Fallen PMs always blame the media, never look in the mirror — Peter Hartcher (Sydney Morning Herald): “Rudd calls it ‘the coup that killed politics’. He says that Australian politics has yet to recover as it lurches madly from one prime ministerial coup to another eight years later. So if my story was the catalyst for so momentous a change in national politics, I should address his claim that it was false.”
The English-only NT parliament is undermining healthy democracy by excluding Aboriginal languages — Ben Grimes (The Conversation): “After Yingiya Guyula was elected as a member to the NT Legislative Assembly in 2016, he rose to give his inaugural speech and started speaking in his first language, Yolngu Matha. Yolngu Matha is dominant language of Guyula’s electorate, and the third-most commonly spoken language in the NT. Nevertheless, he was interrupted by the speaker, Kezia Purick, because he wasn’t complying with recently enacted standing orders that placed barriers on speaking languages other than English in parliament.”
HOLD THE FRONT PAGE
WHAT’S ON TODAY
A Women in National Security conference will include speakers such as former Foreign Affairs Minister Julie Bishop and Secretary of the Department of Foreign Affairs and Trade Frances Adamson.
Kevin Rudd will launch his new book The PM years in-conversation with ABC’s Patricia Karvelas at Sofitel Melbourne.
ACTU will launch results from a survey of 1,100 ride-share drivers demonstrating low pay and safety problems.
Business journalist Adele Ferguson will discuss “Learning from ethical failure” at The Centre for Ethical Leadership’s Vincent Fairfax Speaker Series.
Chief Economist at The Australia Institute Dr Richard Denniss and policy analyst Fergus Green will speak on “Targeting Fossil Fuels: The Political and Economic Case” at the Melbourne Sustainable Society Institute.
UNSW’s Institute for Global Development will hold an “Africa Roundtable” research event as part of Global Development Month.
Primary Industries Minister Tim Whetstone will launch the $132 million “Fight Food Waste” research centre.

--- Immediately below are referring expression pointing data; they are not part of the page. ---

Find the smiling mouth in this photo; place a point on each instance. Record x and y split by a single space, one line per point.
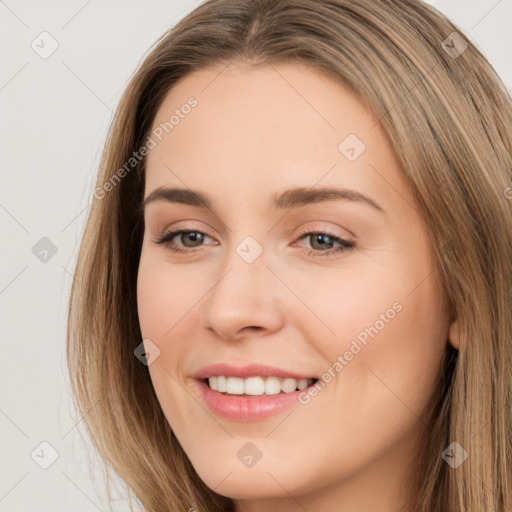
257 385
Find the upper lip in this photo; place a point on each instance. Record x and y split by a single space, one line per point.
250 370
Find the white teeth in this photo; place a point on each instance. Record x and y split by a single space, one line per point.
256 386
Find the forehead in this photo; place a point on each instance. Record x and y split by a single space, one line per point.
269 126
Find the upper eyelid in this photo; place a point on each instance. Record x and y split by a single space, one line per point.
309 231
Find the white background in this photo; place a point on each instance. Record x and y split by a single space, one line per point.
55 114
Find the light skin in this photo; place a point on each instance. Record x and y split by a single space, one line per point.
256 132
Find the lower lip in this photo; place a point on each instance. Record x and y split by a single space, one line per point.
247 408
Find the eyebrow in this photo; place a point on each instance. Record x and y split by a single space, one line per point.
293 198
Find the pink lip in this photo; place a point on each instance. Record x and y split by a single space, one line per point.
250 370
247 408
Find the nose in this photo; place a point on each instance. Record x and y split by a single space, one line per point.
244 300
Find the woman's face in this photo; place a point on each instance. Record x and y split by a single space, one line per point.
340 288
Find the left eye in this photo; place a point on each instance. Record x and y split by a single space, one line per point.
191 239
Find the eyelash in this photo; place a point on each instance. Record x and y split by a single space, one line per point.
345 245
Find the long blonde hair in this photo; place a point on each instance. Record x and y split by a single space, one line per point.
448 116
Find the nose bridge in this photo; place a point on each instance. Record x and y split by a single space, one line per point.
244 295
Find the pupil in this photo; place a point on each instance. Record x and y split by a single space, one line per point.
323 238
194 236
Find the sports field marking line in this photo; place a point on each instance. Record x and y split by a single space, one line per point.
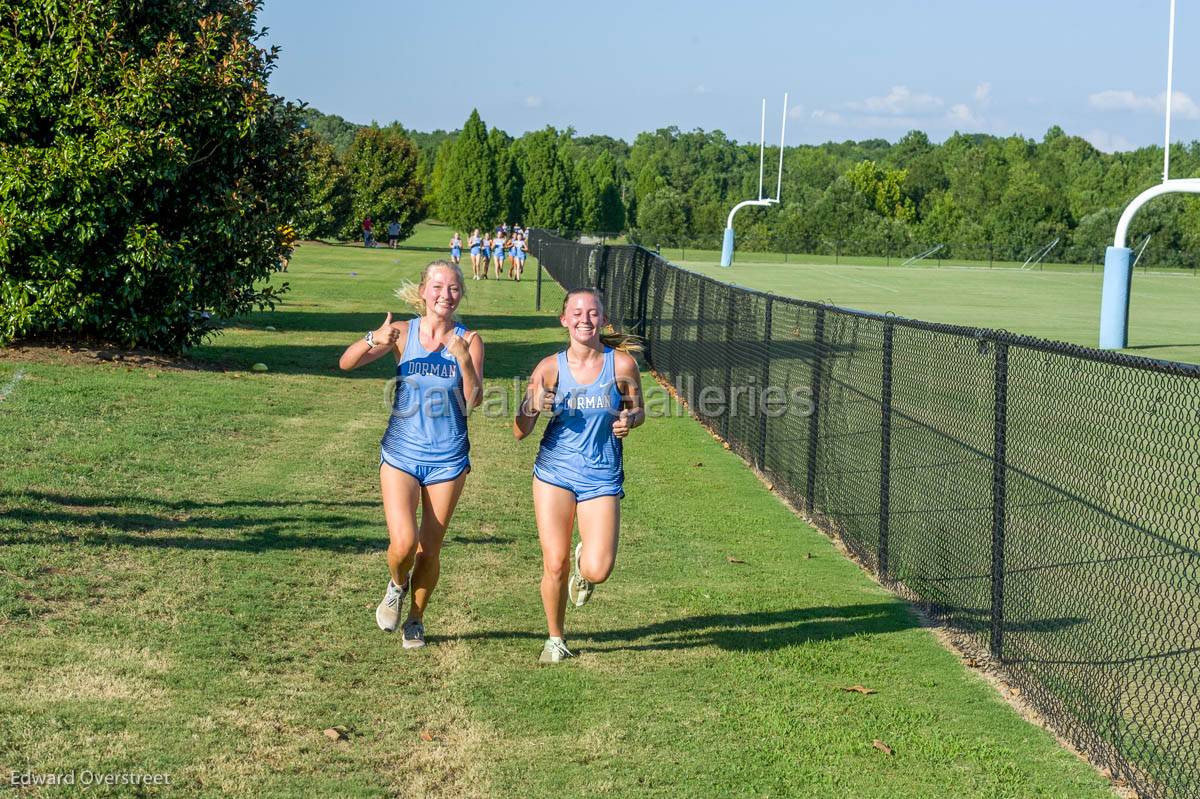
12 384
871 284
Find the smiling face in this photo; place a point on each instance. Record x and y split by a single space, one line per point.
442 290
583 317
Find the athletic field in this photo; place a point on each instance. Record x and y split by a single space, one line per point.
1061 302
190 560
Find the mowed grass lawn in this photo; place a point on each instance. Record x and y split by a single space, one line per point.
1059 304
190 560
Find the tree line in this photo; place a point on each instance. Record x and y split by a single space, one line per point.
977 194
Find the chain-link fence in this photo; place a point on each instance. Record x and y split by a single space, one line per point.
1041 498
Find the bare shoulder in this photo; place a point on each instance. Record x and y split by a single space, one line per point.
547 368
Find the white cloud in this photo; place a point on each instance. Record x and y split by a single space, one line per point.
1108 142
899 101
828 118
960 114
1125 100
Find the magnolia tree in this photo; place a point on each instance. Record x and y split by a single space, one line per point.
145 170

The West Australian European Business Association and the Department of Foreign Affairs & Trade will host the first official “Heads of Missions” visit to Western Australia by the Ambassador of the European Union to Australia Dr. Michael Pulch.
UK technical director at the Chartered Institution of Building Services Engineers Hywel Davies will present “What can Queensland learn from Grenfell Tower?” as part of the 2018 CIBSE ANZ seminar series.
Tasmanian Minister for Justice, Corrections, Environment and the Arts Elise Archer will host a United Nations Day event at Parliament House, to include a keynote speech from Australasian Campuses Towards Sustainability President Leanne Danby.
The United Nations Commission on International Trade Law will hold seminar events at every Australian capital city as part of United Nations Day.
South Australian Premier Steven Marshall and state Opposition Leader Peter Malinauskas will attend a French defence conference.